Kejadian ini berlangsung pada waktu hujan deras mengguyur pada Senin 23 Desember 2024 siang.
Sebanyak 4 orang pemilik rumah penduduk yang terdampak musibah longsor terpaksa mengungsi ke rumah tetangga. Sekarang 4 Kepala Keluarga (KK) yang terdampak memerlukan bantuan selimut dan makanan siap saji untuk konsumsi.
Hal ini dikatakan Kepala Bidang Rehab Rekon BPBD Provinsi Sumatera Barat, Ilham Wahab saat dikonfirmasi awak media pada Rabu 24 Desember 2024.
Menurut Ilham Wahab, pada Senin sore itu juga dalam kondisi masih diguyur hujan, gabungan tim dari Pusdalops BPBD Agam langsung membersihkan material dan kayu gelondongan serta lumpur yang masuk ke dalam ruangan rumah penduduk.
Dari 4 KK rumah penduduk yang terdampak rusak parah itu antara lain pemilik rumah Masri (65) tahun, Nurlaili (70) tahun, Irtayeti (48) tahun, Irvan Yuhardi (51) pemilik rumah Wali Jorong Sigiran, dan 1 buah bengkel ikut hancur diberondong material longsor.
“Selain dari tim Pusdalops BPBD juga dilakukan koordinasi dengan perangkat nagari, pendataan dampak yang ditimbulkan akibat bencana longsor dengan PUPR Agam, serta turun kelapangan melakukan pembersihan material”, imbuh Ilham Wahab.

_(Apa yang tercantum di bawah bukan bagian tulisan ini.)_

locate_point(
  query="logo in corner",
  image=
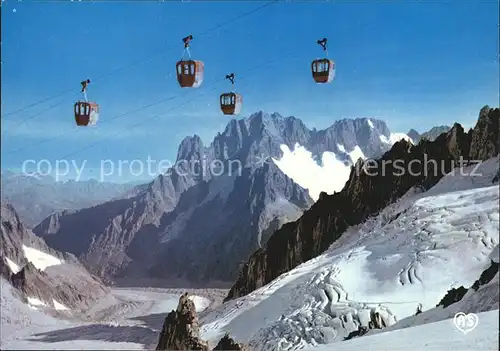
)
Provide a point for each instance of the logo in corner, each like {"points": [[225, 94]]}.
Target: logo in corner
{"points": [[466, 322]]}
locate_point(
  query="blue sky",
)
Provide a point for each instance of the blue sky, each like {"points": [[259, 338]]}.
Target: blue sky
{"points": [[412, 64]]}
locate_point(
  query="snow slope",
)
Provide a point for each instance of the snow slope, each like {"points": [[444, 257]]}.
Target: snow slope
{"points": [[412, 252]]}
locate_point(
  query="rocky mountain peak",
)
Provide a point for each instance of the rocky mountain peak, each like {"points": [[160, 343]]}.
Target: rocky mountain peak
{"points": [[365, 194]]}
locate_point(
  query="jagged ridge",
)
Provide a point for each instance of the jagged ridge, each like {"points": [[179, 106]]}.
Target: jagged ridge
{"points": [[365, 195]]}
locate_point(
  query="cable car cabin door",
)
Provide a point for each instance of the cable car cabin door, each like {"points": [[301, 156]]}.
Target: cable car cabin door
{"points": [[190, 73], [323, 70], [230, 103]]}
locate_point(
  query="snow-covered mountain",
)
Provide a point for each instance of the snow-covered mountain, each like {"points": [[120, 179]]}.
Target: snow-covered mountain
{"points": [[376, 274], [370, 188], [219, 203], [45, 278], [35, 197]]}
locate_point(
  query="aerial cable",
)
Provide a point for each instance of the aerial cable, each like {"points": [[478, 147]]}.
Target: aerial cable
{"points": [[142, 60]]}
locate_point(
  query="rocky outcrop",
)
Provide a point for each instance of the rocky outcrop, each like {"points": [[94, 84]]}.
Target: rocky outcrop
{"points": [[180, 329], [61, 278], [370, 188], [430, 135], [456, 294], [36, 196]]}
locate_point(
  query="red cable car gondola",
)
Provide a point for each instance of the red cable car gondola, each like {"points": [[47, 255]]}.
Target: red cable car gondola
{"points": [[230, 103], [190, 73], [323, 70], [86, 113]]}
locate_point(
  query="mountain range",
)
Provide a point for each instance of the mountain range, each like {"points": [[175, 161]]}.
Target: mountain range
{"points": [[365, 195]]}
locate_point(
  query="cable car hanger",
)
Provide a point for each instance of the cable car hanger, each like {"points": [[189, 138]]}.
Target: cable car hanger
{"points": [[187, 41], [230, 103]]}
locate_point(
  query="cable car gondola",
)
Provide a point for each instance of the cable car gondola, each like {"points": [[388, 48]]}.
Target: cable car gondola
{"points": [[86, 113], [323, 70], [189, 72], [230, 103]]}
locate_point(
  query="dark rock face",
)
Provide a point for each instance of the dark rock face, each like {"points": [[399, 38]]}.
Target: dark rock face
{"points": [[180, 329], [455, 295], [370, 188], [228, 344], [452, 296]]}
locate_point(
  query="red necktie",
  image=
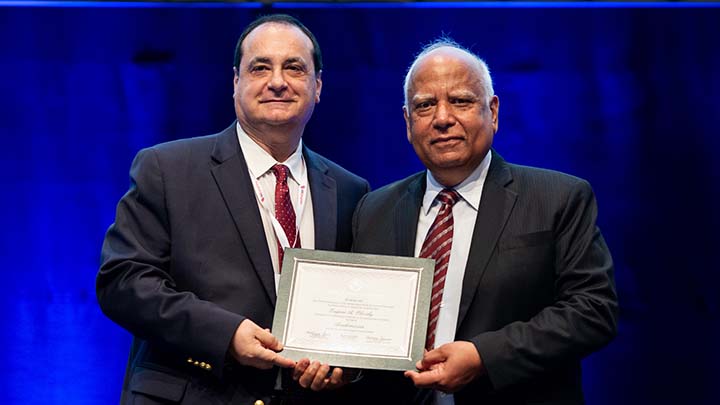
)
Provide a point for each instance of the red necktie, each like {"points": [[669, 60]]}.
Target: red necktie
{"points": [[437, 246], [284, 212]]}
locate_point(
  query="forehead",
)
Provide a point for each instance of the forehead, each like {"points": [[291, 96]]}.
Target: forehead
{"points": [[277, 40], [446, 68]]}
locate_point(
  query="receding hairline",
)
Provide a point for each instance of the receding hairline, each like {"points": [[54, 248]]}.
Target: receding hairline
{"points": [[283, 24], [453, 50]]}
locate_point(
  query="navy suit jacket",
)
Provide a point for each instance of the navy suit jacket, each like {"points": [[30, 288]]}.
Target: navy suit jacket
{"points": [[538, 292], [187, 260]]}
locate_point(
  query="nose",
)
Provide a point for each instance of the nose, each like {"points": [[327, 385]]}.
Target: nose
{"points": [[444, 117], [277, 81]]}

Unsur lain yang terlibat yakni BPBD Agam, TNI, Camat, serta masyarakat dan perangkat nagari setempat.
Saat ini pada Senin ini hari sedang dilakukan pembersihan material longsor, listrik di lokasi saat ini padam, dan cuaca di lokasi saat ini hujan sedang.
“Saat ini yang dibutuhkan warga terdampak adalah selimut dan makan siap saji untuk 4 KK yang terdampak bencana longsor”, pungkasnya.